Expert pitfall for 12 GB: The most common OOM source on 12 GB is not the model — it is the CLIP/text encoder loading on GPU by default. If ComfyUI crashes at model load time with a CUDA OOM error, check the CLIP loader node first and set its device to "CPU." That single change saves ~1.5 GB and resolves 90% of 12 GB crashes. The model itself fits — the support infrastructure around it does not.
Moving up to 16 GB, the question shifts from "can it run?" to "how good can it look?"
16 GB VRAM: Comfortable, With Room for LoRAs
16 GB (RTX 5070 Ti, RTX 4060 Ti 16 GB, RTX 3080 Ti 16 GB, RX 7800 XT) is comfortable. You can use higher quants and generate at 720p consistently.
Recommended setup:
- Model: 14B Q8_0 GGUF or FP8
- Resolution: 720p reliably
- Generation time: 3–6 minutes for a 5-second clip at 81 frames
- VAE can stay on GPU
Pushing further:
- You can load both High Noise and Low Noise at Q6_K simultaneously, but VRAM will be very tight
- Alternative: keep High Noise at Q8_0 on GPU, force Low Noise to load with CPU offloading — slower switching but no OOM
- With 16 GB, you can also add LoRA models (rank 64 adds ~1 GB)
Best workflow for 16 GB:
- I2V: 14B High Noise Q8_0 → 720p → 81 frames → VAE on GPU → LoRA rank 64 optional
- T2V: 14B Low Noise Q8_0 → same settings
- Remix: 14B Q8_0 → works comfortably
Edge case: If you are on an AMD card with 16 GB (RX 6800/7800 XT), ComfyUI with DirectML or ROCm works but expect 20–30% slower generation than equivalent NVIDIA cards.
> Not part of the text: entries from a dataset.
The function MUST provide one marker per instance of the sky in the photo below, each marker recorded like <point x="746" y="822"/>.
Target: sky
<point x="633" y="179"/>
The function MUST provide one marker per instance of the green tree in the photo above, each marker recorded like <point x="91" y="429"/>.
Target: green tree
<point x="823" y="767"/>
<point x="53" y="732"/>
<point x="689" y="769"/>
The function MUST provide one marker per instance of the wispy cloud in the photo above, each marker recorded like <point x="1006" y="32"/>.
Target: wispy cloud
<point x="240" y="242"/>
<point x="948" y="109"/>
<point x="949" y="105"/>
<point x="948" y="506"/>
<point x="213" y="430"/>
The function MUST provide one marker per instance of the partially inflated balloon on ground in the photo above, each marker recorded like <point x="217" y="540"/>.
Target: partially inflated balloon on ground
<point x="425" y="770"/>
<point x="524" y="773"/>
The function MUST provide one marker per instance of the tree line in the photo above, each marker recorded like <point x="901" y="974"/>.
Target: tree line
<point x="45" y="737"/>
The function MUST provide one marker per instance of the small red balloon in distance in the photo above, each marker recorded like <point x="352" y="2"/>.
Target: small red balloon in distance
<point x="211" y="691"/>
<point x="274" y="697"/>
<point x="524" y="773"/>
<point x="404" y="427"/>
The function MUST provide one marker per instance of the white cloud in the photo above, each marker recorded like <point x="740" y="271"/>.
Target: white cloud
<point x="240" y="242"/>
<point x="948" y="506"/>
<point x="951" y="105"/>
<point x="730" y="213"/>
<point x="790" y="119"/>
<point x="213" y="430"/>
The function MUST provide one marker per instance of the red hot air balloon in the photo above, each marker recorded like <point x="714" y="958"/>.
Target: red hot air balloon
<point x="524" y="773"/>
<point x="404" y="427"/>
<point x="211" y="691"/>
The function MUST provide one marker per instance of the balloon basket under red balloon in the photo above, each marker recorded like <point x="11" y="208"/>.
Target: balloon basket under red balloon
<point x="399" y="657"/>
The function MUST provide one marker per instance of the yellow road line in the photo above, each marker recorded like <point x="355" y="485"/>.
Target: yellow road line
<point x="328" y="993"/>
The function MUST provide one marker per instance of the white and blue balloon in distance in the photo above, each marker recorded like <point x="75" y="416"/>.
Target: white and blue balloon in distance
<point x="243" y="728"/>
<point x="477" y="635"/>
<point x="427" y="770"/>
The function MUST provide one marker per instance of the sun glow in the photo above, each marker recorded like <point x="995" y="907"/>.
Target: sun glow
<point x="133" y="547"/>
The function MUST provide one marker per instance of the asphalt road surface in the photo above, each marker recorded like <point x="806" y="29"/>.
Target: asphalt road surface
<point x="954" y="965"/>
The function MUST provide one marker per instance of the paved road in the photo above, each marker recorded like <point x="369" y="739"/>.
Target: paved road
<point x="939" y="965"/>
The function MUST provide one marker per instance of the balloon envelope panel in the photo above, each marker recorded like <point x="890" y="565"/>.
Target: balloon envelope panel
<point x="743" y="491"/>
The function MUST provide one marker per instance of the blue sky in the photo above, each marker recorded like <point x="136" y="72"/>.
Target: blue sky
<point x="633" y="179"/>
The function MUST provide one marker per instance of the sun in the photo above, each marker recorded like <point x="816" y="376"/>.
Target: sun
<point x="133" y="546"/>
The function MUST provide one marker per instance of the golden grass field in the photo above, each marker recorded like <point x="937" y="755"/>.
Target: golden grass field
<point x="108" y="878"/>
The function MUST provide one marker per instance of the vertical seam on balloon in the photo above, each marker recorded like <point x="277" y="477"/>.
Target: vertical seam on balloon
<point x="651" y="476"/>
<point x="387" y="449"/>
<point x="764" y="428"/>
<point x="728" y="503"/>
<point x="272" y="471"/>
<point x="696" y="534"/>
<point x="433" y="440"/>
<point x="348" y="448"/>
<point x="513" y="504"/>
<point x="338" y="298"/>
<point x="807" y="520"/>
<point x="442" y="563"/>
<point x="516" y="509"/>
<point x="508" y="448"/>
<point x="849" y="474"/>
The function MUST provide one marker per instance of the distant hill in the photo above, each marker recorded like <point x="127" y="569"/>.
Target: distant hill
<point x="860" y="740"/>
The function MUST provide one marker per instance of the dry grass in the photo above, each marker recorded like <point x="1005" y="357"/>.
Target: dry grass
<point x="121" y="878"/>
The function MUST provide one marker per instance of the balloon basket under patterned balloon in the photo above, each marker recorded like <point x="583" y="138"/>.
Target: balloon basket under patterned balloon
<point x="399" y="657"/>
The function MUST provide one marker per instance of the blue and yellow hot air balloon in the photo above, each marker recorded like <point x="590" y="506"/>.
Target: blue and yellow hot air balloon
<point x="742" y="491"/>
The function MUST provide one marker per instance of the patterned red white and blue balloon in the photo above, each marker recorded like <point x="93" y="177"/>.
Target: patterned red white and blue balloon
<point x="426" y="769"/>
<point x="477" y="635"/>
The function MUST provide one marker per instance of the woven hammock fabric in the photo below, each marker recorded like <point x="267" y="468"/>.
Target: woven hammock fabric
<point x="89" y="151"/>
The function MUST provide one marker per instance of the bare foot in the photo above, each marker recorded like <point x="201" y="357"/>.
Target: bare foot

GGUF support via llama.cpp backend is the most stable path for AMD.
Expert pitfall for 16 GB: Loading both High Noise and Low Noise checkpoints at Q8_0 simultaneously is tempting but unreliable. If you get random OOM errors mid-batch — not at load time but after several successful generations — both models are competing for VRAM during VAE decode at the same moment. The fix is not to lower the quant; it is to unload one model before loading the other. ComfyUI claims to handle this automatically, but the dual-VAE-decode collision is a known edge case the memory manager does not always catch.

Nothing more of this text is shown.